Вот уж когда чуял Тихмень свой рост: страсть это неудобно высокому быть. Маленькому, если и качнуться — оно ничего. А высокий — колокольня — выгибается, вот-вот ухнется, страшно глядеть.
Зато, прислонившись к стенке, Тихмень почувствовал себя очень прочным, сильным и смелым. И потому, когда пошатываясь шел мимо Нечеса, Тихмень решительно ухватил его за полу. «Нет, уж теперь баста, теперь я спрошу…»
— Капит-тан, скажи ты мне по с-совести, ну, ради Господа самого: чей Петяшка сын? С тоски — понимаешь, с то-ски! — помираю: мой Петяшка или вот не мой…

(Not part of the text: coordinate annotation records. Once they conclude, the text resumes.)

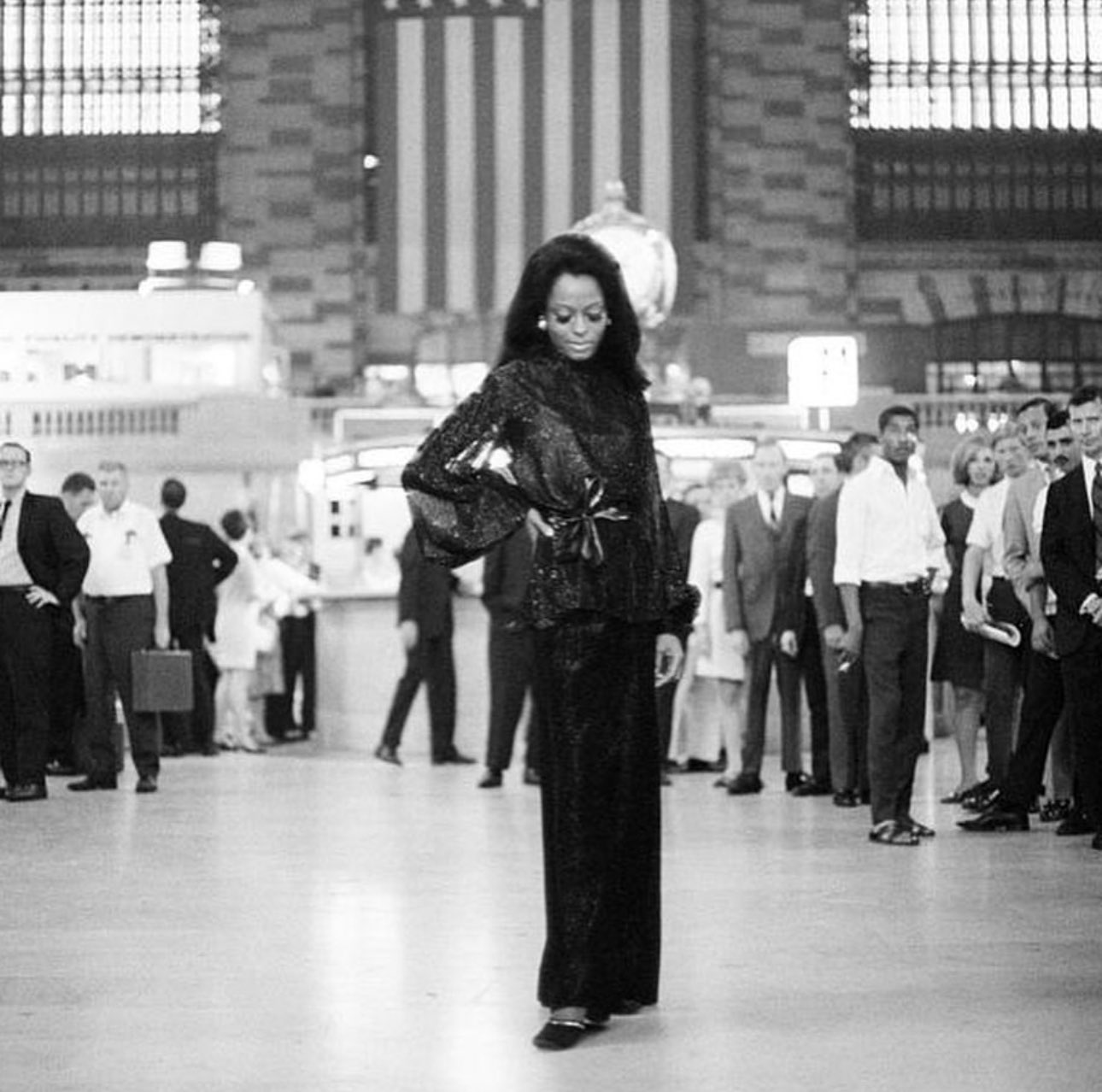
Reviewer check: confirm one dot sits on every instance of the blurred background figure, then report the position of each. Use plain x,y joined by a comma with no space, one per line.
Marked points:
68,749
709,707
201,561
238,637
508,569
958,655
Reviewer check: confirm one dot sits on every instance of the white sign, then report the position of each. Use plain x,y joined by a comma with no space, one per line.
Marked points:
822,372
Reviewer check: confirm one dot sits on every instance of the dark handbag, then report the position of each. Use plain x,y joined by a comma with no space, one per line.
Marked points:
162,680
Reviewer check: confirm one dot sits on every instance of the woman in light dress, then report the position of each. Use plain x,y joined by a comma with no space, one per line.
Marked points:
707,708
237,638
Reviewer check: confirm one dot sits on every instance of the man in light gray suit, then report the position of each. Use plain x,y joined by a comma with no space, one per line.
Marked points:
764,574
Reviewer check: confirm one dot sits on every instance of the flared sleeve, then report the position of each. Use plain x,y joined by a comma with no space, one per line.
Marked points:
460,485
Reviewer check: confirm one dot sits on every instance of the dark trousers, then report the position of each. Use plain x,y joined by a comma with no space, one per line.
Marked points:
512,666
763,655
1003,677
431,662
116,628
67,695
193,731
1041,705
296,643
895,653
810,659
1082,688
26,640
847,710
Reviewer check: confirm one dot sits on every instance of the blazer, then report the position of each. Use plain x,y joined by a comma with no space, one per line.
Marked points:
201,561
52,549
1067,552
822,548
764,571
425,592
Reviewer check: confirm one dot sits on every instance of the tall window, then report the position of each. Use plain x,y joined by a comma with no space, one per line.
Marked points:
108,114
976,119
977,64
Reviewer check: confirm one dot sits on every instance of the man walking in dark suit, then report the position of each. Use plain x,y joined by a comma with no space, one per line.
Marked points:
506,574
201,561
764,574
1071,555
425,625
43,560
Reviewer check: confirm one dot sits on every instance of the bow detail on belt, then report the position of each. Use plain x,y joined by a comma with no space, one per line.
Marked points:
577,533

Капитан был нарезавшись здорово, однако понял: что-то тут неладно — и спросил:
— Да ты… да ты, брат, это про что, а?
— Гол-лубчик, скажи-и! — Тихмень тихо и горько заплакал. — Последняя ты у меня надежда, хм! хм! — хлюпал Тихмень. — Я Катюшу спросил, она не знает… Господи, что ж мне теперь де-елать? Голубчик, скажи, ты ведь знаешь…
Тупо глядел Нечеса на качавшийся у самых его глаз тихменев нос, со слезинкой на кончике, совершенно противозаконно свернутый на сторону — так бы вот взял и поправил.
Влекомый высшей силой, Нечеса крепко взял двумя пальцами тихменев нос и начал его водить вправо и влево. И таким это было для Тихменя сюрпризом, что перестал он хныкать и покорно, даже с некоторым любопытством, следовал за капитановой рукой.
И уж только когда услышал сзади крики: «Тихмень-то, Тихмень-то», — понял и рванулся. Кругом все хватались за животы.
Тихмень обвел их остолбенелым взглядом, на ком-то остановился — это был Молочко — и спросил.
— Ты в-вот, ты видал? Он меня… он водил меня за нос?
Лопнули со смеха. Молочко еле выговорил:
— Ну, брат, кто кого водил за нос, это, в конце концов, неизвестно.
Все кругом ахнули. Теперь нужно было Тихменю что-то сделать. Нехотя, исполняя обязанность, полез Тихмень на капитана.
И тут уж совсем уж несуразное пошло: Нечеса брюхом лежал на Тихмене и молотил его куда попало. Кто растаскивал лежащих, а кто тащил этих, которые растаскивали: дайте, мол, им додраться, не мешайте. И если бы не капитанша Нечеса, Бог знает, чем бы катавасия кончилась.
Капитанша подбежала, крикнула, топнула:
— Ты, чурбан, дурак! Сейчас слезь!
Десять лет этого голоса капитан слушался: моментально слез. Лохматый, встрепанный, сконфуженный — додраться не дали — стоял и очесывался.
Французы собрались в углу, дивились и думали: уйти или нет? И уйти нельзя: альянс. И остаться неловко: видимо, у русских пошло дело домашнее.
— Все-таки… До чего ж они все… ланцепупы какие-то, — поднял вверх брови адмирал. — Из-за чего это у них?
Позвали Молочко. Молочко пытался объяснить:
— Из-за сына. Чей сын, ваше превосходительство…
— Ничего не понимаю, — повел адмирал плечами.